Haskell return single tuple after recursion

Question

I was playing around with .bmp images and ascii art, and came across an issue regarding pattern matching and recursion with a tuple.

The function needs to simply convert the list of words to integers.. While carrying the height and width without change. My attempt:

convertToIntegers :: ([GHC.Word.Word8], Integer, Integer) -> ([Integer], Integer, Integer)
convertToIntegers ([], x, y) =  ([], x, y)
convertToIntegers ((a:as), x, y) = ( toInteger a : convertToIntegers (as, x, y), x, y)

Obviously, this doesn't work and returns a type error:

Couldn't match expected type `[Integer]' with actual type `([Integer], Integer, Integer)'

In the return type of a call of `convertToIntegers' 
In the second argument of `(:)', namely `convertToIntegers (as, x, y)'
In the expression: toInteger a : convertToIntegers (as, x, y)

It seems like it should be simple, and I can accomplish it by splitting it up and using a helper function. In trying to figure this out, I tried the following:

convertToIntegers :: ([GHC.Word.Word8], Int, Int) -> [Integer]
convertToIntegers ([], x, y) =  []
convertToIntegers ((a:as), x, y) = toInteger a : convertToIntegers (as, x, y)

This works fine. So the issue is that I simply don't know how to return a single tuple while manipulating a list inside of it. It's really bugging me, can anyone help?

Answer 1

Why not just use map?

convertToIntegers :: ([GHC.Word.Word8], Integer, Integer) -> ([Integer], Integer, Integer)
convertToIntegers (as, x, y) = (map toInteger as, x, y)

Edit:

Your main issue is that you have an actual bug here:

( toInteger a : convertToIntegers (as, x, y), x, y)
                                    ^  ^  ^

You are returning a tuple as the first argument of another tuple, in the type signature you are claiming to be returning a list of integers. If you didn't want to use map, you could write it like this:

convertToIntegers :: ([GHC.Word.Word8], Integer, Integer) -> ([Integer], Integer, Integer)
convertToIntegers (as, x, y) = (convertWords as, x, y)
    where
        convertWords [] = []
        convertWords (z:zs) = toInteger z : convertWords zs

Answer 2

The standard way to code this use pattern is with let:

convertToIntegers :: ([GHC.Word.Word8], Integer, Integer) -> ([Integer], Integer, Integer)
convertToIntegers ([], x, y) =  ([], x, y)
convertToIntegers ((a:as), x, y) = let (rs, x2, y2) = convertToIntegers (as, x, y)
                                   in  (toInteger a : rs, x2, y2)
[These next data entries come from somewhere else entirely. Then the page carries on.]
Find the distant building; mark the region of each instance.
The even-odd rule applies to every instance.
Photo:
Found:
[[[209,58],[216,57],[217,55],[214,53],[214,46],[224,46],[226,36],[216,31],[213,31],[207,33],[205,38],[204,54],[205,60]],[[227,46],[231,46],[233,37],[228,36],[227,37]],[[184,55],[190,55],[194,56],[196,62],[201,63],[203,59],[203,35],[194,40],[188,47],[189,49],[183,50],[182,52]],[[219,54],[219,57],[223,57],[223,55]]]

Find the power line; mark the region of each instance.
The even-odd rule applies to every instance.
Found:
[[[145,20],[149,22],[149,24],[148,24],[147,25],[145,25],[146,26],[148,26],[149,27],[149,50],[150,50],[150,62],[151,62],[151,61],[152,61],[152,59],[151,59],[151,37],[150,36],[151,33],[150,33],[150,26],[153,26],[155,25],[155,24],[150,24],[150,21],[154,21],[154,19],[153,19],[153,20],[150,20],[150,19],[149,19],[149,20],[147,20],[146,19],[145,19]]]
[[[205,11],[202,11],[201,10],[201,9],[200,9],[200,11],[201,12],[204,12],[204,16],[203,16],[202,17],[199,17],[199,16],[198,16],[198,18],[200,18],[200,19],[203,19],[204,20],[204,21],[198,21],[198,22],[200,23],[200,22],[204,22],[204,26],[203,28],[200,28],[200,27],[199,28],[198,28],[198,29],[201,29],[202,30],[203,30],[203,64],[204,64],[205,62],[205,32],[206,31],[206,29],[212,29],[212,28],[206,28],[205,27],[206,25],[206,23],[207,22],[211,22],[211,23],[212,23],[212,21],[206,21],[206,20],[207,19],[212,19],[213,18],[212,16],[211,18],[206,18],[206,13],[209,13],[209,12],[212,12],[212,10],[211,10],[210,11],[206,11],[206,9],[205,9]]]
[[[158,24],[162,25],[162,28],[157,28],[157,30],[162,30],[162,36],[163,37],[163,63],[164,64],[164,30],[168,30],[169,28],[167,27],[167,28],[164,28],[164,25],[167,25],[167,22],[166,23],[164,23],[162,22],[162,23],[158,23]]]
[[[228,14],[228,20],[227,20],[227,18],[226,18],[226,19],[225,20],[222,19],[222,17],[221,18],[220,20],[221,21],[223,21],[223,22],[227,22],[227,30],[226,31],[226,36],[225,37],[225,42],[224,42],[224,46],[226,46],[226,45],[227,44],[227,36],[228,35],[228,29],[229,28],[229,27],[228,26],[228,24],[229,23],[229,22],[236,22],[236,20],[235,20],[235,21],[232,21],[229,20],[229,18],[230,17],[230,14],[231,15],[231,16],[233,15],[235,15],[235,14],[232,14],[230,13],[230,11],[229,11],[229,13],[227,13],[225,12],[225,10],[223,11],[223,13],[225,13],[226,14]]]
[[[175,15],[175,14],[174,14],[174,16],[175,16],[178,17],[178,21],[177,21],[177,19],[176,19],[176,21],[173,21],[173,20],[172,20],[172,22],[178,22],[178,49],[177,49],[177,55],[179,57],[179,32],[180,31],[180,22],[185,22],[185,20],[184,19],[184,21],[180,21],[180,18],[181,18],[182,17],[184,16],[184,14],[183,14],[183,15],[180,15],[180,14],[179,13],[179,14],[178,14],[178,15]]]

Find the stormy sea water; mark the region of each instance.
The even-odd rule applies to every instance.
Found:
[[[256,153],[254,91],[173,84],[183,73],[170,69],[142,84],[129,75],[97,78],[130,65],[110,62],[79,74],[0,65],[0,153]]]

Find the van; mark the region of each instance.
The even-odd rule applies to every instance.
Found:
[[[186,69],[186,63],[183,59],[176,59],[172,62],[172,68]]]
Haskell's let is recursive; if you'd use x,y on both sides of the definition inside let, you'd shadow the outer names x,y (block the access to them). This way the x,y on the RHS of the equation refer to the outer arguments x,y, and x2,y2 on the LHS are used to pass along the values returned from the inner function call.

This doesn't mean that this call is made before the values are returned. Quite the contrary, because of Haskell's laziness, first the return value (a triple) is constructed, with holes, (_1, _2, _3) and only when those holes will be accessed this will trigger the further evaluation according to the definition, with _1 = toInteger a : rs, _2 = x2, _3 = y2. So if that access is head _1, no function call will be triggered yet.